The Qarase Government derived pathological pleasure in persecuting them and treating them as the doormat of the nation.

Land of sorrow

Bush reclaimed those farms. Villages, once echoing with sounds of life and voices of people became lifeless and silent. The homesteads of those who once lived there remained the visible landmarks. The familiar hibiscus hedges, the fruit trees, rotting posts of houses and concrete foundation slabs remain as blank but powerful epitaphs for those whose spirits haunt the environment. In the nighttime, a sense of eeriness descends on these landmarks, as the spiritual attachment of those who left with profound sorrow, sadness and tears, hauntingly reconnects. All this, courtesy of Fiji’s Methodist Church hierarchy and chiefs, sponsors of racism in Fiji and so-called Christians who traded the love of Christ with violence.

Surprisingly, Tevita Mara has the gall to suggest that the Bainimarama Government is responsible for the decline in sugar production.

But most observers claim that the present Government apprehended a worsening situation. Destruction of the sugar industry was a discreet plan of the Qarase Government.

Why would anyone kill the goose that laid the golden eggs? The Indo-Fijians were the backbone of the sugar industry, which in turn was the backbone of the Fijian economy.

Mass exodus

The plan of persecution fitted the dogma of the nationalists who propped the Qarase Government. Displacement of Indo-Fijian farmers was meant to accelerate their exodus. It had its desired impact, as consequent fear and instability contributed to mass exodus of Indo-Fijians from Fiji.

It had other victims too, though often ignored. The rental income to the indigenous landowners, most of them poor, ceased. Their consequent poverty is a legacy of the previous Government. Rightfully, the landowners should seek compensation from those responsible for misrepresentation.

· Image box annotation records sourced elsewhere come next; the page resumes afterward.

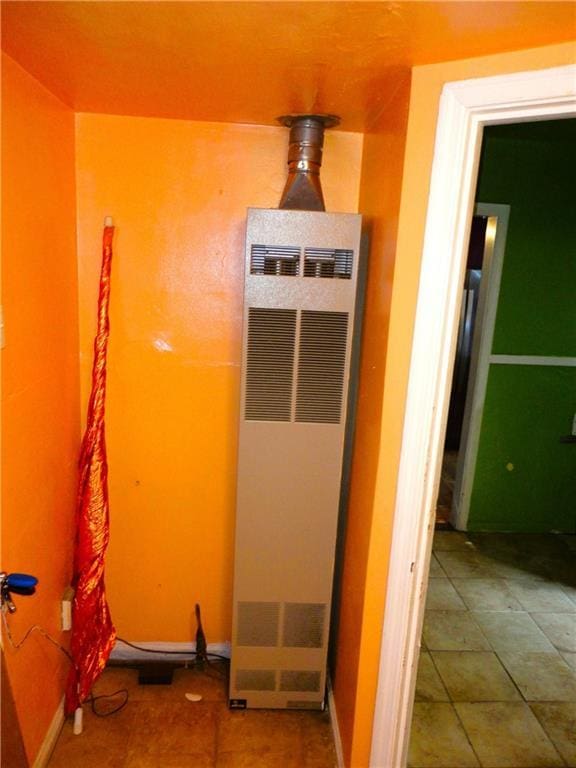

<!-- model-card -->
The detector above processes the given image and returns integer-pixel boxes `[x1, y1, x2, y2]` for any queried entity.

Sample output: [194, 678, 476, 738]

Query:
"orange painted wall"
[77, 114, 362, 642]
[333, 69, 410, 764]
[2, 56, 80, 761]
[339, 44, 576, 768]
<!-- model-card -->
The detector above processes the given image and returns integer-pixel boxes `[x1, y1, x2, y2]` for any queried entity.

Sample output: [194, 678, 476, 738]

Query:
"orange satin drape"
[66, 226, 116, 714]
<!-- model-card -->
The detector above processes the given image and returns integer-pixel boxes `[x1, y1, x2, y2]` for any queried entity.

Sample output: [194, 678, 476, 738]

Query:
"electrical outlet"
[61, 587, 74, 632]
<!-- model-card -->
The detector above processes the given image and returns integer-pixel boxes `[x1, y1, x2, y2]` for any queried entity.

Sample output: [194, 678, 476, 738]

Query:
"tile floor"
[49, 667, 336, 768]
[408, 531, 576, 768]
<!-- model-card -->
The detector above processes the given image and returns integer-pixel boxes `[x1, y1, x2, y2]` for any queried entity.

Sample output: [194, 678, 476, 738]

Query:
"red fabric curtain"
[66, 226, 116, 714]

According to many, intervention by the Fijian Army saved Fiji from self-destruction. It was a bold and decisive move to rescue Fiji.

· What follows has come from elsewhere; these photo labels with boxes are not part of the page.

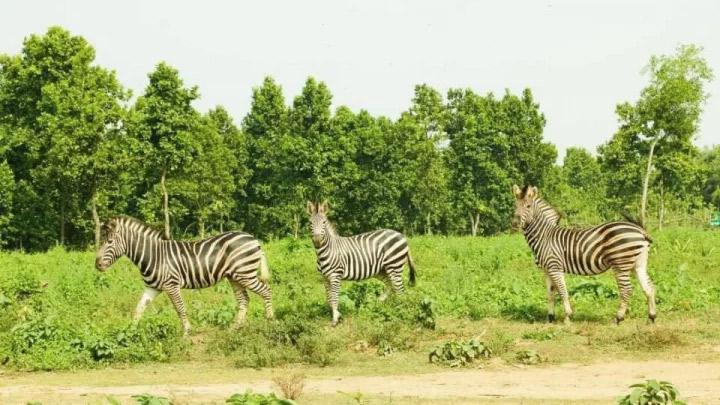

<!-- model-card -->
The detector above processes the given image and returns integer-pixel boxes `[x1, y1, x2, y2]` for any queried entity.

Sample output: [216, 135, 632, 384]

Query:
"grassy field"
[0, 229, 720, 400]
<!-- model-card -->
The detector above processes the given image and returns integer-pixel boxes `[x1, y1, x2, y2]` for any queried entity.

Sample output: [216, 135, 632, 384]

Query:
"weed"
[273, 373, 305, 400]
[133, 394, 172, 405]
[225, 390, 295, 405]
[515, 349, 546, 365]
[429, 338, 492, 367]
[618, 380, 685, 405]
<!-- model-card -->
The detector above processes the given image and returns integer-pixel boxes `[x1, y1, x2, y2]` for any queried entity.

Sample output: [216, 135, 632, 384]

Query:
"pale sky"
[0, 0, 720, 155]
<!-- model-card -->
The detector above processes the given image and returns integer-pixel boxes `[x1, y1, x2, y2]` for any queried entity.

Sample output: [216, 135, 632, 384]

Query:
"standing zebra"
[307, 202, 415, 326]
[513, 185, 656, 323]
[95, 217, 273, 336]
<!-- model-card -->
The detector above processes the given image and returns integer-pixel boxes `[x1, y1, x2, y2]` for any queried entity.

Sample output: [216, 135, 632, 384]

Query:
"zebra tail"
[258, 250, 270, 283]
[407, 250, 415, 287]
[620, 210, 652, 243]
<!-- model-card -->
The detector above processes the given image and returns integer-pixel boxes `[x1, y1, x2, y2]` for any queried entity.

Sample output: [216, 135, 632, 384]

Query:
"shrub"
[618, 380, 685, 405]
[225, 390, 295, 405]
[273, 373, 305, 400]
[515, 349, 545, 365]
[133, 394, 172, 405]
[429, 338, 492, 367]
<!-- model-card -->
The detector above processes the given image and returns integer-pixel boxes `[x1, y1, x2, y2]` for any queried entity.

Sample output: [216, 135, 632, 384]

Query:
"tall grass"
[0, 229, 720, 370]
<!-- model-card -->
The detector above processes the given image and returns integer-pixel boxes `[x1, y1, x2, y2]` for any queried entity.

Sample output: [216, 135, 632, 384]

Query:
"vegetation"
[225, 391, 295, 405]
[0, 27, 720, 251]
[0, 228, 720, 370]
[429, 337, 492, 367]
[618, 380, 685, 405]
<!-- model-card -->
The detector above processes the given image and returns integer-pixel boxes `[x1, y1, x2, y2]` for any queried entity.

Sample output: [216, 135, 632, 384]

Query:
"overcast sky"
[0, 0, 720, 154]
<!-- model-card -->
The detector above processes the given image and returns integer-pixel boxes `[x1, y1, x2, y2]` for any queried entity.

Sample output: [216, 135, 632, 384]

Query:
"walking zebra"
[307, 202, 415, 326]
[513, 185, 656, 323]
[95, 217, 273, 336]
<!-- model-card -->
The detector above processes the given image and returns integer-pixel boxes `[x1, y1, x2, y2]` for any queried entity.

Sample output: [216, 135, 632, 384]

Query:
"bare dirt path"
[0, 361, 720, 404]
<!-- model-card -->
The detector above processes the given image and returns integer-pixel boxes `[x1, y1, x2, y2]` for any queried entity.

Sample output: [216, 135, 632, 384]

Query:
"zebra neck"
[523, 215, 557, 252]
[125, 232, 163, 277]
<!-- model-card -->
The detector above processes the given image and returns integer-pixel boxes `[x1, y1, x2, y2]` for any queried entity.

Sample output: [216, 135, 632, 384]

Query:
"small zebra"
[512, 185, 656, 324]
[95, 216, 273, 336]
[307, 202, 415, 326]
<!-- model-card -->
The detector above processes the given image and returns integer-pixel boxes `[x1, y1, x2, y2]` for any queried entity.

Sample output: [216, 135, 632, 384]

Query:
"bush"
[220, 316, 342, 368]
[133, 394, 172, 405]
[515, 349, 545, 365]
[618, 380, 685, 405]
[429, 338, 492, 367]
[225, 390, 295, 405]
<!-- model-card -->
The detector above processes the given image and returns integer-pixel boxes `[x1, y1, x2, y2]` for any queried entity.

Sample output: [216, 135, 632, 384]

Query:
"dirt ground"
[0, 361, 720, 404]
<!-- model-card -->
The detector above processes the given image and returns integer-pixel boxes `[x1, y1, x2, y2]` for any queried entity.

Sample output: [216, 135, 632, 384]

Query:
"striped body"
[316, 229, 409, 280]
[307, 202, 415, 326]
[96, 217, 272, 333]
[524, 221, 650, 276]
[513, 186, 656, 323]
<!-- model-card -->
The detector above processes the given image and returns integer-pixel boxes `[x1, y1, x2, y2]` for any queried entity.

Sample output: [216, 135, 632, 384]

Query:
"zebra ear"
[318, 200, 330, 214]
[525, 186, 538, 199]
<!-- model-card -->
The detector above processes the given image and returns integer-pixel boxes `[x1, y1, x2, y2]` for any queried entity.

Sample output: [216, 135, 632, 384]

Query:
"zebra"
[95, 216, 273, 336]
[307, 201, 415, 326]
[512, 185, 656, 324]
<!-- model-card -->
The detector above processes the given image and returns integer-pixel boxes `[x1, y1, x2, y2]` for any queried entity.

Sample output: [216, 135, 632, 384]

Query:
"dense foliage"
[0, 228, 720, 370]
[0, 27, 720, 250]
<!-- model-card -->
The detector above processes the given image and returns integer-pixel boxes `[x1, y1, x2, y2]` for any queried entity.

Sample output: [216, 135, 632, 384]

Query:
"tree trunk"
[90, 194, 102, 249]
[160, 169, 170, 239]
[658, 180, 665, 230]
[60, 202, 65, 246]
[470, 214, 480, 236]
[293, 214, 300, 239]
[640, 135, 660, 226]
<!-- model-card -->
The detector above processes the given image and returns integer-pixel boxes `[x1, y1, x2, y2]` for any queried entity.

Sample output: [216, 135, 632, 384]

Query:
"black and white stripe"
[307, 202, 415, 326]
[95, 217, 273, 334]
[513, 186, 656, 323]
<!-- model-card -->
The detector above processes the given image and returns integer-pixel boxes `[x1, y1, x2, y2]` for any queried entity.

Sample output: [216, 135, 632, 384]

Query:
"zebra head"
[95, 218, 125, 271]
[307, 201, 331, 248]
[512, 185, 540, 231]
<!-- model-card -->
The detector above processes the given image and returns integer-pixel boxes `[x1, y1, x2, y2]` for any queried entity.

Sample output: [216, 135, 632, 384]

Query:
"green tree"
[0, 27, 129, 244]
[395, 84, 450, 234]
[207, 106, 252, 232]
[702, 145, 720, 210]
[600, 45, 713, 226]
[242, 77, 293, 236]
[132, 62, 202, 238]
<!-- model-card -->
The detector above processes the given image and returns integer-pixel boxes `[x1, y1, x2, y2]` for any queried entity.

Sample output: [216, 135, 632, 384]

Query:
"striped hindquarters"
[165, 232, 262, 288]
[546, 222, 650, 275]
[318, 229, 408, 280]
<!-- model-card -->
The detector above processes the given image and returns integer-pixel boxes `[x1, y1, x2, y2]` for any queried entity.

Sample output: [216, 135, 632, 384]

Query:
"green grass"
[0, 229, 720, 370]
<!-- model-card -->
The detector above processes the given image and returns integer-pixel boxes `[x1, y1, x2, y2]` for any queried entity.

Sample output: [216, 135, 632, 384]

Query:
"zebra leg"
[548, 269, 572, 324]
[229, 279, 250, 326]
[635, 247, 657, 323]
[388, 267, 405, 294]
[133, 287, 160, 325]
[615, 269, 632, 325]
[244, 277, 275, 319]
[545, 274, 555, 323]
[377, 273, 392, 302]
[165, 287, 190, 336]
[325, 275, 340, 326]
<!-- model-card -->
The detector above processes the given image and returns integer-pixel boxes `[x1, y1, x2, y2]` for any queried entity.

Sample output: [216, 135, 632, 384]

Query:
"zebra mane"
[535, 197, 560, 225]
[108, 215, 165, 240]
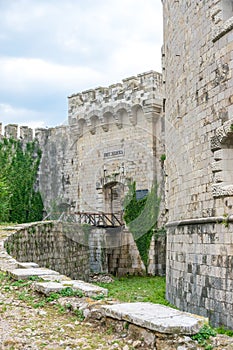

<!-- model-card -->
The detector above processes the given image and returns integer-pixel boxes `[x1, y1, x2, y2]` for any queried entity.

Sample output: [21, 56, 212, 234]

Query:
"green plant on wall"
[0, 138, 43, 223]
[124, 182, 160, 272]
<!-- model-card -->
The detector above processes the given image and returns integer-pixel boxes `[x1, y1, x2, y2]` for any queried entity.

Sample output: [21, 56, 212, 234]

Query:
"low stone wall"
[4, 221, 165, 280]
[4, 221, 90, 280]
[89, 228, 145, 276]
[166, 217, 233, 329]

Indo-Fijians could not achieved this since it is alien to their culture. They had borne the brutality of Girmit with dignity and their ability to bear the unbearable and suffer the insufferable was fatalistic. Their descendants inherited the traits of their forebears accepting their fate with grace and fortitude.

Pacifist community

Former President Ratu Joni Madraiwiwi acknowledged this fact.

He said, “Our recent history might have been far bloodier and more violent, had Indo-Fijians physically retaliated. They did not do so, not from weakness, but from profound wisdom born of adversity. This allowed them to choose to fight the battles they knew could be won. At a personal level, this conduct underscored the Christian message of turning the other cheek and returning good for evil.”

Yet, some angry Christians who wanted Fiji to be declared a Christian State, moved around threateningly, with the sword of violence, advocating repatriation of the ‘vulagis’ to India! It did not matter to them if the nation was consumed in the fire of racism. Its consequences on them, their families and the community did not matter as long as the vulagis were punished.

Revisiting Democracy

This was the democracy of Fiji that Australia and New Zealand want to protect, promote and defend, ignoring the plight of the Indo-Fijian community.

It would certainly appear that both valued the form and not the content of the Fijian democracy, as racism continued to destroy the social, economic and political fabric of the nation.

History has proved that at times means justify the end.

Australia and New Zealand are engaged in the war against terrorism, resulting in the deaths of thousands of innocent people, including several Australian and some New Zealand soldiers. They pursue their campaign to gain enduring peace.

The same rule applies to Fiji.

Fiji’s corroded democracy was beyond salvage until those responsible were removed and democracy reconstituted, ensuring its safety from such predators.

Now is the time for outside governments to engage with Fiji, helping it to restore democracy that the people of Fiji deserve.